New York City Nurses vs. Austerity

In New York City, 20,000 nurses are negotiating contracts with the city’s private sector hospitals. The hospitals are using federal Medicaid cuts as an argument for austerity. But nurses say the richer hospitals, and the state government, can fill the gap.

Labor Day Parade

More than 20,000 private sector nurses represented by the New York State Nurses Association are bargaining for new contracts with twelve different hospitals. (Barry Williams for NY Daily News via Getty Images)


On July 4, 2025, President Donald Trump signed into law the One Big Beautiful Bill Act (OBBBA), the congressional budget bill that simultaneously exploded the federal budget deficit and slashed deep into the United States’ already-threadbare social safety net. The OBBBA delivers $4.5 trillion in tax cuts that will primarily benefit the very rich, while making severe cuts to Medicaid and food stamps (the Supplemental Nutritional Assistance Program, or SNAP).

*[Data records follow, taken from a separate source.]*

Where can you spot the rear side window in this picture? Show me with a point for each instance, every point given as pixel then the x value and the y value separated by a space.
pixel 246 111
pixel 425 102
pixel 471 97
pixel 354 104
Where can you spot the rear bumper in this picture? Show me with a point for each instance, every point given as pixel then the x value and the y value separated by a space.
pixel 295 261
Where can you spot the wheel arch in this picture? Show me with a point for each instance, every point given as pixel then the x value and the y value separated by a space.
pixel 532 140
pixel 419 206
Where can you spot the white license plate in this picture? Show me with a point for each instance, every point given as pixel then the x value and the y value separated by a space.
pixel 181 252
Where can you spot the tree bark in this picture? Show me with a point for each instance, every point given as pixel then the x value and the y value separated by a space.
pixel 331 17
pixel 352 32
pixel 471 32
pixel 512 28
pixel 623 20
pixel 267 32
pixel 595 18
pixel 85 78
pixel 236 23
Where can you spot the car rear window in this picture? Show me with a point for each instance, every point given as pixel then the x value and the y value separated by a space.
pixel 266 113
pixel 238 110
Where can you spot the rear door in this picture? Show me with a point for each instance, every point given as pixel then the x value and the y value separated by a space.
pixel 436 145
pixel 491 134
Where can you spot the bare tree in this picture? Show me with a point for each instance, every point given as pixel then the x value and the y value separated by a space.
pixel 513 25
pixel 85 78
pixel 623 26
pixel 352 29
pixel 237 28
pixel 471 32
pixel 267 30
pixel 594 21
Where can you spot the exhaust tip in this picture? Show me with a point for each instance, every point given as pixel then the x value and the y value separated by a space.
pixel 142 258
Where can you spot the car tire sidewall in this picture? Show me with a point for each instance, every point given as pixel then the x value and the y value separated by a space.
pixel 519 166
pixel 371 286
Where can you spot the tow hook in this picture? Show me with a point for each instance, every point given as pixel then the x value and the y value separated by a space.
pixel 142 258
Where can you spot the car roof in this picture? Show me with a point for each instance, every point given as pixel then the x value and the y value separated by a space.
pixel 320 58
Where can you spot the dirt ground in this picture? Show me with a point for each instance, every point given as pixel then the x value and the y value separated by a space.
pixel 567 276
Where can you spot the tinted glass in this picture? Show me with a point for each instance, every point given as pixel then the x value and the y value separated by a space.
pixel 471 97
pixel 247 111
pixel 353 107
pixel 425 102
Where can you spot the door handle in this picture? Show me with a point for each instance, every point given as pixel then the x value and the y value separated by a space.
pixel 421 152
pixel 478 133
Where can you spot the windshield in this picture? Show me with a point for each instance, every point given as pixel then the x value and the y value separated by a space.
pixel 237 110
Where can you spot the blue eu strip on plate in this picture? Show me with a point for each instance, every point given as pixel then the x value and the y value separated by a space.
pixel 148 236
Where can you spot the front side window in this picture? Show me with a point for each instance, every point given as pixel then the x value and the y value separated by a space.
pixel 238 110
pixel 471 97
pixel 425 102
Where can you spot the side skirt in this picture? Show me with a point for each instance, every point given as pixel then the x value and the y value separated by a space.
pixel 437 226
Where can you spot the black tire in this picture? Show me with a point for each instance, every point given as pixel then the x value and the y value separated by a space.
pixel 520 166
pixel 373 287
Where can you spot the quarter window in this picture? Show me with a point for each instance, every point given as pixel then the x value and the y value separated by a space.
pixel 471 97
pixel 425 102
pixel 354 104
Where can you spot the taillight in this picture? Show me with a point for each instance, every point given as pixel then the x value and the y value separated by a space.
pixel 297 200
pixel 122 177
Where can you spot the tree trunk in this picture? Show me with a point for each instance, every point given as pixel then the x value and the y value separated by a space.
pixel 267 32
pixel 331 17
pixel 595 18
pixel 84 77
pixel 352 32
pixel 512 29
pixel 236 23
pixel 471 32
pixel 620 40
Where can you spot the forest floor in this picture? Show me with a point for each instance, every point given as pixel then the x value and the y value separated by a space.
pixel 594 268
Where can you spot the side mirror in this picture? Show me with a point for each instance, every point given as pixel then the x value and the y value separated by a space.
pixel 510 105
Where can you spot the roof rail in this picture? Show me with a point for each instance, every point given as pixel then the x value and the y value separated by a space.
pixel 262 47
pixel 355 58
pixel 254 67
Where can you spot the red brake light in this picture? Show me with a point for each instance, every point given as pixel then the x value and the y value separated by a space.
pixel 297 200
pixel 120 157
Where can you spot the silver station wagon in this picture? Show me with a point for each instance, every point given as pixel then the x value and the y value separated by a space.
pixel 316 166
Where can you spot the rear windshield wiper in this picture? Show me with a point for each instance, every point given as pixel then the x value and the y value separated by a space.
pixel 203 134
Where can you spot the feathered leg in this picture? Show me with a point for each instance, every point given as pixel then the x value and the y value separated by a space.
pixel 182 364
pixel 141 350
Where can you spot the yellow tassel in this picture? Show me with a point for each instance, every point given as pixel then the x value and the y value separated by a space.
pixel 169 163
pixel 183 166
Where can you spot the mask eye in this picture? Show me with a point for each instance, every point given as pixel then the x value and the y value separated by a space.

To be precise, the bill cuts $935 billion in Medicaid benefits and $285 billion in SNAP benefits over the next decade. These cuts, of course, will mostly hurt the country’s poorest.

How individual states will deal with the austerity rolling downhill from the federal government is still to be seen. What is clear is that it will mean immense hardships for many people. The Congressional Budget Office, for instance, estimates that as many as 11.8 million Americans may lose their health insurance as a result of Medicaid cuts, which are set to go into effect at the end of next year. This, in turn, will create significant challenges for the health systems that serve large numbers of Medicaid-insured patients.